Giant Days is a deceptively simple story of three friends that start University together in England and over the course of three weeks become firm friends. It’s so well done that Giant Days has become one of my favourite comics of the year so far. The writer is John Allison of the webcomics Bobbins, Scary Go Round and Bad Machinery. This is his first published comic and, weird side fact, John lives where I used to live in Greater Manchester. Giant Days artist is Lissa Treiman who is currently working for Disney and the publisher is Boom! Studios.
A friend recommended Giant Days to me and it grabbed me instantly. It’s got irreverent humour, snarkiness and friendship–all things I value. Other people seemed to love it as well, as a six issue run has been extended to twelve issues. Which is great, because it means we get more time with the protagonists, Esther, Daisy and Susan. The characteristics of these three bring life to the comic in a way you rarely see.

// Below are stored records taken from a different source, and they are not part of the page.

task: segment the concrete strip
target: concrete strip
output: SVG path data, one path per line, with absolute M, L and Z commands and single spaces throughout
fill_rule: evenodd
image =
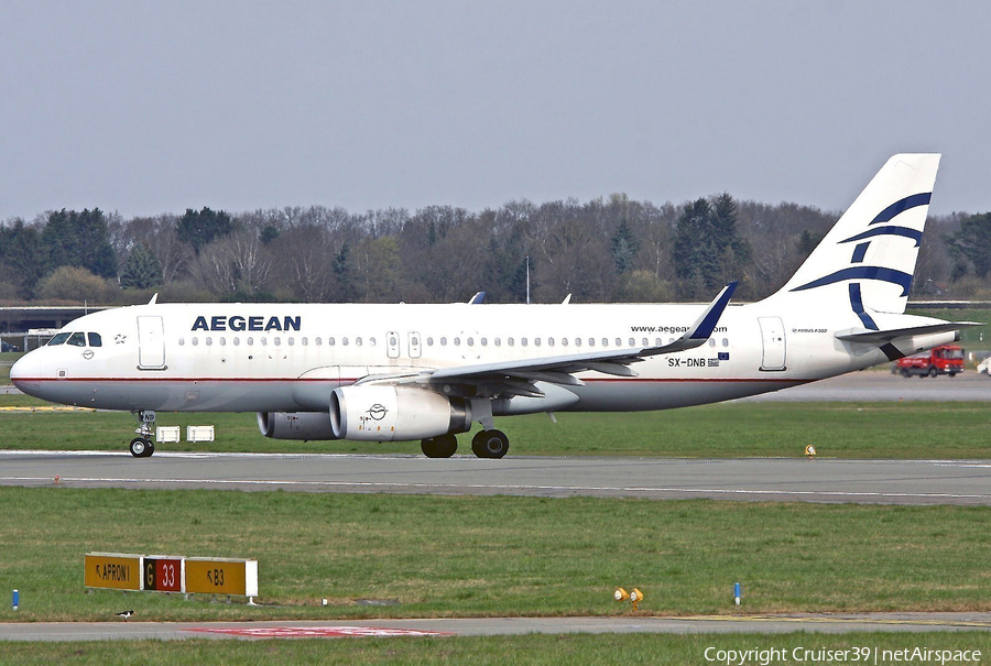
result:
M 991 613 L 865 613 L 801 615 L 703 615 L 612 618 L 476 618 L 414 620 L 326 620 L 285 622 L 32 622 L 0 623 L 0 641 L 107 641 L 402 635 L 425 632 L 457 636 L 569 633 L 778 634 L 795 631 L 850 632 L 991 631 Z M 277 630 L 277 631 L 265 631 Z M 241 633 L 238 633 L 241 632 Z
M 0 451 L 0 484 L 991 505 L 988 460 Z

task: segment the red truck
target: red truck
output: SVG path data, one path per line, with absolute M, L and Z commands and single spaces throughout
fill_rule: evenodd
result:
M 929 351 L 899 359 L 891 371 L 899 372 L 902 376 L 956 376 L 963 372 L 963 349 L 956 345 L 934 347 Z

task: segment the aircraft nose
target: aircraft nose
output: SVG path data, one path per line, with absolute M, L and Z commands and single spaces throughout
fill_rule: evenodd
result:
M 37 390 L 37 356 L 32 351 L 18 359 L 10 369 L 10 381 L 19 390 L 33 395 Z

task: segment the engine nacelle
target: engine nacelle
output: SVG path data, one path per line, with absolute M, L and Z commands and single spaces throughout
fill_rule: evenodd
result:
M 330 394 L 330 428 L 340 439 L 426 439 L 471 429 L 471 410 L 410 386 L 342 386 Z
M 258 429 L 272 439 L 337 439 L 326 412 L 259 412 Z

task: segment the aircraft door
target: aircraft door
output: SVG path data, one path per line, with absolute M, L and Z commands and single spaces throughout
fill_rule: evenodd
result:
M 165 331 L 162 317 L 138 317 L 138 369 L 165 369 Z
M 385 356 L 390 359 L 399 358 L 399 331 L 390 330 L 385 334 Z
M 785 338 L 781 317 L 758 317 L 758 323 L 761 325 L 761 340 L 764 349 L 761 370 L 784 370 Z
M 418 359 L 420 358 L 420 334 L 414 331 L 410 332 L 410 358 Z

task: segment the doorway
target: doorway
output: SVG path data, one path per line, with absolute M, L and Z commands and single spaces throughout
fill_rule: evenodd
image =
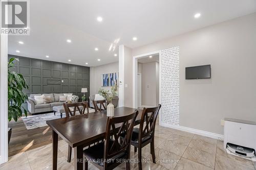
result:
M 153 107 L 160 103 L 160 52 L 134 57 L 133 106 Z

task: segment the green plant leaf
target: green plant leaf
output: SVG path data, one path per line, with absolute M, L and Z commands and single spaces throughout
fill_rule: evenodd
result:
M 22 105 L 28 100 L 28 96 L 23 91 L 24 89 L 28 89 L 28 85 L 23 76 L 11 70 L 14 66 L 13 62 L 16 60 L 12 58 L 8 62 L 8 120 L 12 118 L 16 122 L 22 116 L 23 111 L 27 116 L 27 112 Z M 17 60 L 18 61 L 18 60 Z

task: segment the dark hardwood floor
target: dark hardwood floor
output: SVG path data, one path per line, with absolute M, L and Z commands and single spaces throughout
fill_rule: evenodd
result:
M 9 123 L 12 134 L 9 144 L 9 156 L 48 144 L 52 142 L 52 130 L 49 126 L 27 130 L 19 118 Z

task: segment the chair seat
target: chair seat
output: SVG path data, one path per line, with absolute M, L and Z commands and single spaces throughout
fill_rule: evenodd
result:
M 112 145 L 114 142 L 110 140 L 110 145 Z M 100 142 L 83 151 L 83 155 L 89 161 L 98 164 L 99 165 L 103 166 L 104 160 L 104 142 Z M 120 153 L 110 159 L 109 165 L 115 162 L 117 159 L 123 159 L 127 157 L 126 153 Z
M 131 139 L 132 142 L 137 142 L 137 143 L 139 142 L 139 131 L 140 129 L 139 128 L 133 128 L 133 134 L 132 135 L 132 139 Z M 123 138 L 124 137 L 124 134 L 122 133 L 120 135 L 120 136 Z M 150 138 L 151 138 L 151 135 L 142 138 L 142 143 L 145 142 Z

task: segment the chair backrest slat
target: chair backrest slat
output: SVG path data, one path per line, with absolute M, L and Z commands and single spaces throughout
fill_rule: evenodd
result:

Susan is level-headed and sensible, Esther is a drama queen, and Daisy is innocent and awkward thanks to her home schooled background. The first issue introduces these three characters so brilliantly you feel like you have always known them, it really shows how you can introduce characters successfully in a comic. If you have any interest in being a comics professional then you need to read Giant Days #1.
The story grows from light of interpersonal drama to more serious issues, there is not too much of an overall plot, it’s more of a melodrama with Susan and McGraw adding some connections between the stories. Issue two deals with a rampant case of flu going around the university and how each of them deal with the illness – or don’t in the case of Daisy and her knockoff Polish cure medicine.
All pervasive university lad/bro culture features in issue three, and Esther has to deal with being placed #3 on the fresh meat list. It’s a funny storyline and shows how you can write about a serious topic and still make it entertaining. Issue four deals with club drug culture and getting crushed when your crush says no. Daisy comes on to her new friend as she’s coming down and it doesn’t go well.
As well as the humour throughout the issue Daisy is shown trying to deal with rejection, leaving her very unsure not confident in her sexuality. Life’s extra complicated for Daisy as she works out how she feels about being lesbian. Giant Days carefully shows how these women are struggling to find themselves as they take the last steps towards being an independent adults. It’s watching this progress that makes Giant days compulsive reading. Issue five adds even more complexities thanks to a winter ball!
Susan and McGraw, her erstwhile nemesis, hit it off, Daisy decides to try kissing boys and Ed finally admits he loves Esther. Hearts are on sleeves and all the feels are present as the series ramps up the drama. The dialogue by Allison is honest and funny, the interactions between Susan, Daisy and Esther seem deceptively simple because they are so well written. I really can’t recommend Giant Days highly enough, it’s in my top five current comics. Which by the way consists of The Spire, Squirrel Girl, Batgirl, Gotham Academy.
I may be biased in my adoration of Giant Days, I went to two Universities in England and experienced dorm living first hand; this comic speaks to me of a strange time in my life. London is no place for the timid and to this day I’m not sure how I survived three years there. Giant Days is an emotional ride with lovable flawed characters, it’s great to look at thanks to Lissa’s artwork and it’s funny throughout.